JAKARTA - Upaya memperkenalkan pejuang kemerdekaan memiliki urgensi tinggi. Ajian itu digunakan untuk mengenang sekaligus mengenalkan jasa-jasa pahlawan bagi generasi akan datang. Masalah muncul. Penulisan nama tokoh sejarah kerap inkonsisten.
Tiada pakem ejaan yang seragam untuk diadaptasi di era kekinian. Kondisi itu banyak hadir dalam penyebutan nama pahlawan macam Wolter Mongisidi yang tak jarang disebut Wolter Monginsidi. Cut Nyak Dhien yang juga dikenal Cut Nyak Din. Kenapa begitu?
Beda ejaan dan kesalah penulisan nama tokoh sejarah kerap ditemukan di mana-mana. Ragam alasan menyertainya. Kadang kala bermuara pada banyaknya pakem ejaan yang dianut. Kadang pula urusan tahun terbit buku. Kadang juga idealisme penulis.
Jika ditelaah lebih lanjut perihal ejaan, sejarah mengungkap dulunya kaum bumiputra di Nusantara banyak menggunakan bahasa Melayu. Bahasa itu populer di pelabuhan di seantero negeri. Bahasa itu bak lingua franca yang berkembang secara umum dan dikenal di antara pegadang Belanda hingga Asia.
Eksistensi bahasa Melayu kian meningkat karena semakin banyaknya buku agama dan karya sastra yang terbit. Pemerintah kolonial Hindia Belanda ambil sikap. Ejaan yang berkembang di dalam karya sastra jadi ejaan yang distandarisasi. Ejaan Van Ophuijsen (1901-1947), namanya.
Ejaan itu digunakan di seantero negeri. Bahasa melayu kian berkembang. Apalagi, para pejuang kemerdekaan Indonesia mulai mendorong adanya bahasa nasional.
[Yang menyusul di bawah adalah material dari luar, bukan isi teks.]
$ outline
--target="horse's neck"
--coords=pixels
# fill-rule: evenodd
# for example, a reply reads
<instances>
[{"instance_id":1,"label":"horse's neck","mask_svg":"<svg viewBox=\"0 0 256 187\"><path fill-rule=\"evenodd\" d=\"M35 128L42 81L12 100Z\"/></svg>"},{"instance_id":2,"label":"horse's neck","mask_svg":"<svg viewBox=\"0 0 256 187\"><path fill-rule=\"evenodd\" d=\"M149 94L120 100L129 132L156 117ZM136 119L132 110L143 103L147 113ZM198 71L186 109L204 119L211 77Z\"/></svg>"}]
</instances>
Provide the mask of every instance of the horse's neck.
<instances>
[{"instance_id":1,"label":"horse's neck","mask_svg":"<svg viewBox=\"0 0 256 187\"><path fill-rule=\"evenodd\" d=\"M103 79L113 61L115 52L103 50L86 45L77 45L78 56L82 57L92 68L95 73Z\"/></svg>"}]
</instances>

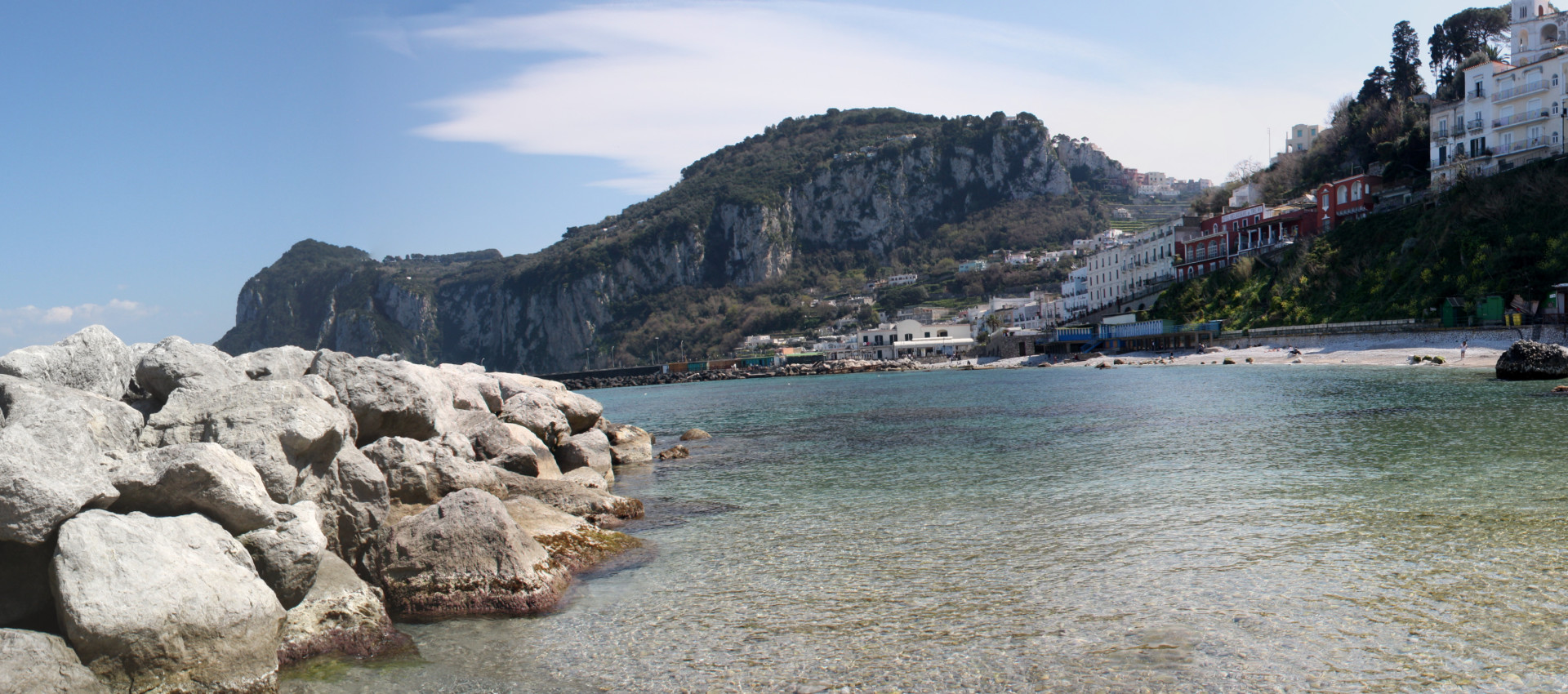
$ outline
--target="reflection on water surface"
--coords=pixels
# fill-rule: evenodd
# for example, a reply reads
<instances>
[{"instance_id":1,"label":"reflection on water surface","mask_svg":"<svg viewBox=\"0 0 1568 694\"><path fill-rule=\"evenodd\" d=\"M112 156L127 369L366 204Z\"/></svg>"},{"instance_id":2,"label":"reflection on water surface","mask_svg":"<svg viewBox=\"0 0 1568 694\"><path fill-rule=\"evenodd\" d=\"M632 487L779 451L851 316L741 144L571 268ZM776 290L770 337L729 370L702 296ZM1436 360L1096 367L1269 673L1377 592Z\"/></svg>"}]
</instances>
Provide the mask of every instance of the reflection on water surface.
<instances>
[{"instance_id":1,"label":"reflection on water surface","mask_svg":"<svg viewBox=\"0 0 1568 694\"><path fill-rule=\"evenodd\" d=\"M599 390L687 461L557 614L290 692L1568 688L1563 407L1416 368Z\"/></svg>"}]
</instances>

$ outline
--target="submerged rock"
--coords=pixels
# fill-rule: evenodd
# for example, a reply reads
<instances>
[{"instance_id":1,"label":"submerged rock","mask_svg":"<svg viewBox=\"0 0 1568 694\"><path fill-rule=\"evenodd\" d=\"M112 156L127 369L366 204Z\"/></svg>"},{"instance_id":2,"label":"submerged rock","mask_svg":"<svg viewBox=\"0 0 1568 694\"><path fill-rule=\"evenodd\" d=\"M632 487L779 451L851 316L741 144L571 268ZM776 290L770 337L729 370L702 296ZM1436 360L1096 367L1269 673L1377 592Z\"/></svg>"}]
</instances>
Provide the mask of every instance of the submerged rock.
<instances>
[{"instance_id":1,"label":"submerged rock","mask_svg":"<svg viewBox=\"0 0 1568 694\"><path fill-rule=\"evenodd\" d=\"M66 638L111 688L276 688L284 608L218 523L88 511L60 528L50 575Z\"/></svg>"},{"instance_id":2,"label":"submerged rock","mask_svg":"<svg viewBox=\"0 0 1568 694\"><path fill-rule=\"evenodd\" d=\"M452 389L436 370L323 349L310 373L325 378L359 423L359 445L383 436L425 440L450 428Z\"/></svg>"},{"instance_id":3,"label":"submerged rock","mask_svg":"<svg viewBox=\"0 0 1568 694\"><path fill-rule=\"evenodd\" d=\"M1504 381L1554 381L1568 378L1568 351L1557 345L1519 340L1497 356Z\"/></svg>"},{"instance_id":4,"label":"submerged rock","mask_svg":"<svg viewBox=\"0 0 1568 694\"><path fill-rule=\"evenodd\" d=\"M412 647L414 641L392 625L379 591L337 555L325 553L310 592L289 609L278 663L328 653L373 658Z\"/></svg>"},{"instance_id":5,"label":"submerged rock","mask_svg":"<svg viewBox=\"0 0 1568 694\"><path fill-rule=\"evenodd\" d=\"M108 688L60 636L0 628L0 692L108 694Z\"/></svg>"},{"instance_id":6,"label":"submerged rock","mask_svg":"<svg viewBox=\"0 0 1568 694\"><path fill-rule=\"evenodd\" d=\"M610 456L616 465L646 465L654 462L654 436L632 425L613 425L599 418L594 425L610 440Z\"/></svg>"},{"instance_id":7,"label":"submerged rock","mask_svg":"<svg viewBox=\"0 0 1568 694\"><path fill-rule=\"evenodd\" d=\"M506 506L478 489L400 520L383 547L381 577L387 606L403 617L536 614L569 581Z\"/></svg>"},{"instance_id":8,"label":"submerged rock","mask_svg":"<svg viewBox=\"0 0 1568 694\"><path fill-rule=\"evenodd\" d=\"M643 503L635 498L616 497L602 489L591 489L568 479L535 479L521 475L503 478L511 497L532 497L558 511L612 528L627 520L643 517Z\"/></svg>"},{"instance_id":9,"label":"submerged rock","mask_svg":"<svg viewBox=\"0 0 1568 694\"><path fill-rule=\"evenodd\" d=\"M557 564L572 570L593 569L604 559L641 545L637 537L597 528L532 497L506 500L506 512Z\"/></svg>"}]
</instances>

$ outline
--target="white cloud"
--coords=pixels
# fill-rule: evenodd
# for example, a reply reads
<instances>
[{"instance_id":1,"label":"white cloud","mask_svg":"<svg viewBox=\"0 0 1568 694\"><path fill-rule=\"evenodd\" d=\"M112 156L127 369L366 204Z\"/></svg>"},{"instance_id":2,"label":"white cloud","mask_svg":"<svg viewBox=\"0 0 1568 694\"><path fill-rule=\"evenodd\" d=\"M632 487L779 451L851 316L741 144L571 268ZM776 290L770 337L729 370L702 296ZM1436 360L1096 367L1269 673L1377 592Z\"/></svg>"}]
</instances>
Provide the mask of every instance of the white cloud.
<instances>
[{"instance_id":1,"label":"white cloud","mask_svg":"<svg viewBox=\"0 0 1568 694\"><path fill-rule=\"evenodd\" d=\"M615 160L629 175L599 185L640 194L786 116L858 107L1032 111L1127 166L1220 179L1265 155L1267 127L1338 96L1198 81L1218 70L1000 22L815 2L597 5L461 19L419 39L527 63L503 85L434 102L445 119L420 135Z\"/></svg>"},{"instance_id":2,"label":"white cloud","mask_svg":"<svg viewBox=\"0 0 1568 694\"><path fill-rule=\"evenodd\" d=\"M39 309L0 309L0 337L27 338L44 345L58 342L82 327L102 323L110 329L158 313L158 307L136 301L110 299L108 304L55 305Z\"/></svg>"}]
</instances>

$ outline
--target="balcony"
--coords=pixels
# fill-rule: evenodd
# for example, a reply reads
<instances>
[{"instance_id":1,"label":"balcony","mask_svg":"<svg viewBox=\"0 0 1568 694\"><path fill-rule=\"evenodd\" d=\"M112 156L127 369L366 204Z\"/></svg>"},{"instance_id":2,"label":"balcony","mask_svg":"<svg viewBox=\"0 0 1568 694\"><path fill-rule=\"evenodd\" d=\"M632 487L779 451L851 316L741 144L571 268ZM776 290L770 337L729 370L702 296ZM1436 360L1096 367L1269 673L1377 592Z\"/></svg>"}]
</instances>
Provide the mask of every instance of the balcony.
<instances>
[{"instance_id":1,"label":"balcony","mask_svg":"<svg viewBox=\"0 0 1568 694\"><path fill-rule=\"evenodd\" d=\"M1552 111L1515 113L1513 116L1505 116L1505 117L1494 119L1491 122L1491 127L1494 127L1494 128L1505 128L1505 127L1518 125L1521 122L1540 121L1543 117L1552 117Z\"/></svg>"},{"instance_id":2,"label":"balcony","mask_svg":"<svg viewBox=\"0 0 1568 694\"><path fill-rule=\"evenodd\" d=\"M1538 91L1546 91L1546 80L1532 81L1524 86L1512 86L1508 89L1497 89L1497 92L1491 96L1491 102L1493 103L1505 102L1508 99L1523 97L1526 94L1535 94Z\"/></svg>"}]
</instances>

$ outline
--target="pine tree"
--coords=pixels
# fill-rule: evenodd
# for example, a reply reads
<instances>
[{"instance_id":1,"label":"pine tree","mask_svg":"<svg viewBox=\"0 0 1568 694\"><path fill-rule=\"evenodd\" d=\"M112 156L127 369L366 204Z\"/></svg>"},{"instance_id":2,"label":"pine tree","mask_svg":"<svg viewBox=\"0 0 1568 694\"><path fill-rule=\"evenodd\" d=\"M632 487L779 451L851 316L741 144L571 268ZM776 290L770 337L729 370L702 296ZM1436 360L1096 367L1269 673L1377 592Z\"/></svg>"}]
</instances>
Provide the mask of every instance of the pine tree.
<instances>
[{"instance_id":1,"label":"pine tree","mask_svg":"<svg viewBox=\"0 0 1568 694\"><path fill-rule=\"evenodd\" d=\"M1427 91L1421 78L1421 36L1410 22L1394 25L1394 50L1389 58L1389 96L1410 99Z\"/></svg>"}]
</instances>

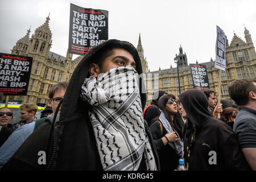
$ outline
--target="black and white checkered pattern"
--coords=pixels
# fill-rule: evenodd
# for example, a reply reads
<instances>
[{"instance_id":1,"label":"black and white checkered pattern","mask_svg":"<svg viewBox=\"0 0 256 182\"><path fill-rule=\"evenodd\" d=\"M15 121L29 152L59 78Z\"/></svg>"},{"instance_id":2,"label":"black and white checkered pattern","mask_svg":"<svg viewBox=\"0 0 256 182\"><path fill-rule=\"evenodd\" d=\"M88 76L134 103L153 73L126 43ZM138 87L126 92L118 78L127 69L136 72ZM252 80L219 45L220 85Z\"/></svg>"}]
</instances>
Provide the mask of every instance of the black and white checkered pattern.
<instances>
[{"instance_id":1,"label":"black and white checkered pattern","mask_svg":"<svg viewBox=\"0 0 256 182\"><path fill-rule=\"evenodd\" d=\"M144 155L148 170L156 166L145 132L138 73L130 66L86 78L81 97L89 112L104 170L137 170Z\"/></svg>"}]
</instances>

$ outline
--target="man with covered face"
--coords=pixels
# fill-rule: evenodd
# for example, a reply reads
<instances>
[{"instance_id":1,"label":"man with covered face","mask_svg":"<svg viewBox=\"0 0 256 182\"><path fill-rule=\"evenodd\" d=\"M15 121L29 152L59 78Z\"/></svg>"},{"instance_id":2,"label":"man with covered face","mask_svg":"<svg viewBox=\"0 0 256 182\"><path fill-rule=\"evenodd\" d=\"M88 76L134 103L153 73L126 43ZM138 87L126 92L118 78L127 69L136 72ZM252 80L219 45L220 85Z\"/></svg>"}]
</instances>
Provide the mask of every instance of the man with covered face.
<instances>
[{"instance_id":1,"label":"man with covered face","mask_svg":"<svg viewBox=\"0 0 256 182\"><path fill-rule=\"evenodd\" d=\"M138 82L142 73L131 44L113 39L92 48L73 73L59 121L53 119L46 135L46 164L24 164L49 170L159 169L143 118L146 95Z\"/></svg>"},{"instance_id":2,"label":"man with covered face","mask_svg":"<svg viewBox=\"0 0 256 182\"><path fill-rule=\"evenodd\" d=\"M183 135L188 169L249 170L231 127L210 115L205 94L191 89L179 98L182 116L187 118Z\"/></svg>"}]
</instances>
Bahasa Melayu kemudian diadopsi jadi rangkaian Bahasa Indonesia.
Peristiwa itu hadir dalam Sumpah Pemuda pada 1928. Penggunaan bahasa Indonesia mulai diadopsi di seantero negeri kala Indonesia telah memproklamasikan kemerdekaan Indonesia. Ejaan pengganti Van Ophuijsen pun diganti dengan Ejaan Soewandi (1947-1972) atau yang lebih dikenal sebagai Ejaan Republik.
Ejaan Republik bertahan lama. Semuanya berubah kala Orde Baru mengambil alih pemerintahan. Ejaan Soewandi mulai diganti dengan Ejaan yang Disempurnakan (EYD). Narasi itu membuat banyak penamaan tokoh bangsa berubah.
Soekarno jadi Sukarno, Soeharto jadi Suharto, hingga Tjipto jadi Cipto. Namun, tak sedikit pula orang yang mengkritik EYD. Beberapa justru masih menganggap Ejaan Soewandi jadi yang utama. Sosok sejarawan macam Ben Anderson kerap memandang EYD tak pernah ada. Anggapan itu membuatnya setia menulis dengan Ejaan Soewandi yang kaya pemaknaan.
“Di sinilah ia (Ben) menemukan dampak buruk EYD: betapa efektif perubahan ejaan itu bagi ingatan publik dan kreativitas generasi muda. Baginya, peralihan Edjaan Suwandi ke EYD telah merupakan batas tegas antara apa yang ditulis pada zaman Orde Baru dan zaman sebelumnya. Tidak ada kelanjutan antara zaman sebelum EYD dan zaman EYD. Generasi muda yang tidak kreatif dan hanya mengulang-ulang bahasa Orde Baru itu disebutnya telah kena penghapusan sejarah.”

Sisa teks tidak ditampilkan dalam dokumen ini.